The Queen has today promised that new anti-slavery and anti-trafficking legislation will help to improve prosecutions of traffickers and will improve support for their victims.

In her final Queen’s Speech before the General Election, the Queen announced that the new legislation, the Modern Slavery Bill, would improve ‘support for victims of such crimes’, signalling the Government has listened to the campaign calls of ECPAT UK and other experts: victim protection must be central to any legislation to tackle modern-day slavery. 

In a briefing accompanying the Queen's Speech, the Government said it would 'create a statutory defence for victims of modern slavery so that those who are forced to commit an offence are not treated as criminals by the criminal justice system. The defence will not apply to serious sexual and violent offences'.

It also stated it would provide statutory guidance on victim identification and victim services, would provide an enabling power for child advocates to support child victims of trafficking and create an Anti-Slavery Commissioner –  all things called for by ECPAT UK in its Modern Slavery Bill campaign, launched in December last year.

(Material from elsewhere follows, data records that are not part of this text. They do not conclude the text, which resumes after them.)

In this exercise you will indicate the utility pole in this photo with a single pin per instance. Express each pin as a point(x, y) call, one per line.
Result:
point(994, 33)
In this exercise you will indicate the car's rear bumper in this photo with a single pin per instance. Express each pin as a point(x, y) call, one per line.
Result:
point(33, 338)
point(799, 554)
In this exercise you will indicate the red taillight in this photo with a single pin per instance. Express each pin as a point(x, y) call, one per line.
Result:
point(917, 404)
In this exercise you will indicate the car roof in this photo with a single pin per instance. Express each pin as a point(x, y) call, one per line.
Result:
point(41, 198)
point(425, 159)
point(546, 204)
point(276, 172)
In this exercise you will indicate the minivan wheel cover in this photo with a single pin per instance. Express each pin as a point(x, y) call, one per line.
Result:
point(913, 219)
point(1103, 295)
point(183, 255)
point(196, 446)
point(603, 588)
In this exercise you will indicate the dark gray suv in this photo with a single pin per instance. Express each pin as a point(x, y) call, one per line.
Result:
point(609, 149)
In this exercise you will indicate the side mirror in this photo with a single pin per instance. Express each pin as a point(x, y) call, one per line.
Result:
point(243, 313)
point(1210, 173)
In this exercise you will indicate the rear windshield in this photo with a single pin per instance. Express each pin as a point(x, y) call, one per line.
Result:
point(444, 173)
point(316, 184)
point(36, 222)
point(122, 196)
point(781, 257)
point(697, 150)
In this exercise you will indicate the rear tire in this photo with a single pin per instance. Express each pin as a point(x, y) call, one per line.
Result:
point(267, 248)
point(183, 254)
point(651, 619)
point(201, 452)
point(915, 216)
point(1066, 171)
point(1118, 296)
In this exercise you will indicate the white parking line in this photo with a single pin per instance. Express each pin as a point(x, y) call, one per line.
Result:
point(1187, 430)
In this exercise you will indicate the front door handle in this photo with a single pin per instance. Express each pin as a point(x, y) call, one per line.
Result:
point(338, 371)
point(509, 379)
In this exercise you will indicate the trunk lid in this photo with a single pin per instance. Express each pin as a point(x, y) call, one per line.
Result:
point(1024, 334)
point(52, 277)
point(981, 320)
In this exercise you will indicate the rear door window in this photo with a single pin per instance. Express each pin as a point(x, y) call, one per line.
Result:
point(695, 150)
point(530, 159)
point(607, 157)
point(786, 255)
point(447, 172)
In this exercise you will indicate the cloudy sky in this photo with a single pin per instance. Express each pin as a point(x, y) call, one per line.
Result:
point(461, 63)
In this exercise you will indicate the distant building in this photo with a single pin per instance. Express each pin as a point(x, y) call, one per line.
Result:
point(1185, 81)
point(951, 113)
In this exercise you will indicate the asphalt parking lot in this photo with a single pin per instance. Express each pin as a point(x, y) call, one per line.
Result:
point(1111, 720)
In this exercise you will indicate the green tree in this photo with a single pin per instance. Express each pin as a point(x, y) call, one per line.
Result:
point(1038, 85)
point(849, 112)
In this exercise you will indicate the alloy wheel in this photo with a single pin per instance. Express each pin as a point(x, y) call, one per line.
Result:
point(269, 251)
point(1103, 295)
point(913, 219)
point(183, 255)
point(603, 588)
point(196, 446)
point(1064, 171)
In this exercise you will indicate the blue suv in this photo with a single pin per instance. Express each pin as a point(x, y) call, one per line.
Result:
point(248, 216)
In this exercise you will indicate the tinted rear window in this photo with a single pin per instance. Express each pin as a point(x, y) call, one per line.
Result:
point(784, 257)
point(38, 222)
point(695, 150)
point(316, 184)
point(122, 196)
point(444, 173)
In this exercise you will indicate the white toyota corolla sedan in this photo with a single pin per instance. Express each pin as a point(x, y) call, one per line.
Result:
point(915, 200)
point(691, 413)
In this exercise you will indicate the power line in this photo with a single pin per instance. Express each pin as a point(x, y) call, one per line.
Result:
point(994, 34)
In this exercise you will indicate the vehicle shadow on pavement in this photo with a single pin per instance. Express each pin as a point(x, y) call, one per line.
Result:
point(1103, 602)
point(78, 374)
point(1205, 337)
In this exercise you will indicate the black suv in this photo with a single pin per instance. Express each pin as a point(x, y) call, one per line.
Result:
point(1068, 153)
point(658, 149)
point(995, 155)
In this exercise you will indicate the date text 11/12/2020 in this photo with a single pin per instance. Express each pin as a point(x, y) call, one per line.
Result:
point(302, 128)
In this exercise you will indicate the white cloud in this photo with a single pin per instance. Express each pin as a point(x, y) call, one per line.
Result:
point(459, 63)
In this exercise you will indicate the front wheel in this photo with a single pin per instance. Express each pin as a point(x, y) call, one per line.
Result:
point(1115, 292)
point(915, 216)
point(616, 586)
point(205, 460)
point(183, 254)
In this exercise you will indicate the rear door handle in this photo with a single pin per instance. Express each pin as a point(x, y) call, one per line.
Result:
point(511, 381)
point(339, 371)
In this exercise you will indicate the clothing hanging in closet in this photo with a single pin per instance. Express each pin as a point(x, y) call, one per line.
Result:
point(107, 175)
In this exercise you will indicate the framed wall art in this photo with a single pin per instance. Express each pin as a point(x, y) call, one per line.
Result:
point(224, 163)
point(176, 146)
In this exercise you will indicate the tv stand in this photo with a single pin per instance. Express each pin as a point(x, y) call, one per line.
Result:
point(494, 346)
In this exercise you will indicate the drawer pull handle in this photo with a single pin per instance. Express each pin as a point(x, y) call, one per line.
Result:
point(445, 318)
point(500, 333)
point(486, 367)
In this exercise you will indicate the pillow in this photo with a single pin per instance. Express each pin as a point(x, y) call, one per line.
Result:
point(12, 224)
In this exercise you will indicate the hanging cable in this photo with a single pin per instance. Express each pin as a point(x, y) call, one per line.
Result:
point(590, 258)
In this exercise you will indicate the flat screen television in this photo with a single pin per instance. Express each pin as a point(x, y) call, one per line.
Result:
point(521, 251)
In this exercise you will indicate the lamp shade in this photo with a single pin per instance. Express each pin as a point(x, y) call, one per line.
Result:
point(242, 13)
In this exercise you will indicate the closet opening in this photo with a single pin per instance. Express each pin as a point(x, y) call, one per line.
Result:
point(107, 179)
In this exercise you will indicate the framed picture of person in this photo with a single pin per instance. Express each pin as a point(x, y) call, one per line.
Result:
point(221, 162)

The campaign, so far supported by more than 70,000 signatures, urged the Home Secretary to ensure that the final legislation took into account the needs and vulnerability of trafficked children by introducing four key measures:

  1. Measures to protect and assist all victims, including the creation of a system of legal guardianship to provide vulnerable children with an independent professional to fight for their rights

  2. The establishment of an independent Anti-Trafficking Commissioner to monitor and improve the UK’s response to human trafficking

  3. The creation of a specific crime of child exploitation to reflect the severity of this abuse of children and convict more offenders

  4. Protection for victims so they are not imprisoned for crimes they were forced to commit by their traffickers

Earlier this year, ECPAT UK used its experience of working with young victims and the issues they face to inform our written and oral evidence to the Joint Committee on the Draft Modern Slavery Bill, which was appointed to report to Parliament on the proposed legislation. Last month, the Committee backed all four of our campaign calls.

Chloe Setter, Head of Advocacy, Policy & Campaigns (Child Trafficking), ECPAT UK, said: “It is too early to say, without seeing the final text of the Bill, if this will be a robust piece of new legislation to tackle trafficking and slavery, but we are hopeful that the Government has listened to the expertise of those working in this area and heeded the clear recommendations of the Joint Committee to put victims and children at the heart of the Modern Slavery Bill. From what we've heard today, it looks very promising but the devil will be in the detail.

“We know that urgent measures are needed in this Bill to ensure child victims of trafficking are better protected and more traffickers are punished for the cruel and damaging abuse they inflict on some of the most vulnerable young people in the UK and abroad.